Is (x - x) always positive zero for doubles, or sometimes negative zero?
JavaFloating PointJava Problem Overview
When x is a double, is (x - x) guaranteed to be +0.0, or might it sometimes be -0.0 (depending on the sign of x)?
Java Solutions
Solution 1 - Java
x - x can be +0.0 or NaN. There are no other values it can take in IEEE 754 arithmetics in round-to-nearest (and in Java, the rounding mode is always round-to-nearest). The subtraction of two identical finite values is defined as producing +0.0 in this rounding mode. Mark Dickinson, in comments below, cites the IEEE 754 standard as saying, section 6.3:
> When the sum of two operands with opposite signs (or the difference of two operands with like signs) is exactly zero, the sign of that sum (or difference) shall be +0 in all rounding-direction attributes except roundTowardNegative [...].
This page shows that in particular 0.0 - 0.0 and -0.0 - (-0.0) are both +0.0.
Infinities and NaN both produce NaN when subtracted from themselves.
Solution 2 - Java
The SMT solver Z3 supports IEEE floating point arithmetic. Let's ask Z3 to find a case where x - x != 0. It immediately finds NaN as well as +-infinity. Excluding those, there is no x that satisfies that equation.
(set-logic QF_FPA)
(declare-const x (_ FP 11 53))
(declare-const r (_ FP 11 53))
(assert (and
(not (= x (as NaN (_ FP 11 53))))
(not (= x (as plusInfinity (_ FP 11 53))))
(not (= x (as minusInfinity (_ FP 11 53))))
(= r (- roundTowardZero x x))
(not (= r ((_ asFloat 11 53) roundTowardZero 0.0 0)))
))
(check-sat)
(get-model)
Z3 implements IEEE floating point arithmetic by converting all operations to boolean circuits and using the standard SAT solver to find a model.
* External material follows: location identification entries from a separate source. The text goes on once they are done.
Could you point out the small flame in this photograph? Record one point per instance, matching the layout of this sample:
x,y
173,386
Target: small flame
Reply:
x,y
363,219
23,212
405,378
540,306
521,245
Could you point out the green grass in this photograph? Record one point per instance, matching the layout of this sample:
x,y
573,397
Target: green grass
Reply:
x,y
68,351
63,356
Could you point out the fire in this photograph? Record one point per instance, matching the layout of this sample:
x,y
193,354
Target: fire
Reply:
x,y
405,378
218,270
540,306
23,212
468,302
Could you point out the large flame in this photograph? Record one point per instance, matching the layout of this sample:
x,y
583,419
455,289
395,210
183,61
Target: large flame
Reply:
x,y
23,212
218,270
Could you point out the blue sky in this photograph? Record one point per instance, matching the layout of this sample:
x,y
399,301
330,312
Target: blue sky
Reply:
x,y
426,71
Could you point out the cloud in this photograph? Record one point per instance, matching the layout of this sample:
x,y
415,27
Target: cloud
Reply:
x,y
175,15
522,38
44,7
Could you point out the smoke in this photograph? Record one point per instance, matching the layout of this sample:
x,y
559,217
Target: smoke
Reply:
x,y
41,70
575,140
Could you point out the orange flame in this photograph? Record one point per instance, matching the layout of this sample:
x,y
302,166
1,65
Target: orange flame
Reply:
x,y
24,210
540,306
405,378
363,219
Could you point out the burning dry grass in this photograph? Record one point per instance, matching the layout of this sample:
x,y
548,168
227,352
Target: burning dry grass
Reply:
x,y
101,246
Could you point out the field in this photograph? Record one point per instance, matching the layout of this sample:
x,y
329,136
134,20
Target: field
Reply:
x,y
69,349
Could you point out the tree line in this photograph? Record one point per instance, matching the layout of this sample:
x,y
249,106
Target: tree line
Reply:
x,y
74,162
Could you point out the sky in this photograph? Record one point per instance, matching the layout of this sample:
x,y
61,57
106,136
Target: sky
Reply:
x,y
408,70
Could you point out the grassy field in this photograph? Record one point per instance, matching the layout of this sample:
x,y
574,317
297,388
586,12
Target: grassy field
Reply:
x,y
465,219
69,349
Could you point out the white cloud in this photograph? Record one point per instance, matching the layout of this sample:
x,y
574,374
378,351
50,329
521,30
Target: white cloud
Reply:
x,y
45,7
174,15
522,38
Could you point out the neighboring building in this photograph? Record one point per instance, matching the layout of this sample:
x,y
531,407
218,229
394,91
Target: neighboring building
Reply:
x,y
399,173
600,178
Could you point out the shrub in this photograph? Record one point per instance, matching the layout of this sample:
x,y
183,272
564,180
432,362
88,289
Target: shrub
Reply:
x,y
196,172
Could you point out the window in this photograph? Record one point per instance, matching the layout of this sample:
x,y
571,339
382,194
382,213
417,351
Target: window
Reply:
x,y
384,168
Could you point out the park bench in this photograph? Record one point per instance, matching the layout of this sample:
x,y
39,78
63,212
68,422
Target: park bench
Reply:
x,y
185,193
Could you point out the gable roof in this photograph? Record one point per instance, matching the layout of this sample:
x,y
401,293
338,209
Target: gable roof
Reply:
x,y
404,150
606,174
Barring any bugs in that translation or the SAT solver the result is perfectly precise.
Proof for...
- ...
roundTowardZero: http://rise4fun.com/Z3/7H4 - ...
roundNearestTiesToEven: http://rise4fun.com/Z3/Opl4W
Note the counterexample for the rounding mode roundTowardNegative: http://rise4fun.com/Z3/T845. For a certain x the result of x - x is negative zero. Such a case can hardly be found by humans. Yet, with an SMT solver it is easy to find. We can change = to == so that Z3 uses IEEE equality comparison semantics instead of exact equality. After that change, there is again no counter-example because -0 == +0 according to IEEE.
I tried making the rounding mode a variable. That would work in theory but Z3 has a bug here. For now we have to manually specify a hard-coded rounding mode. If we could make it a variable we could ask Z3 to prove this statement for all rounding modes in one query.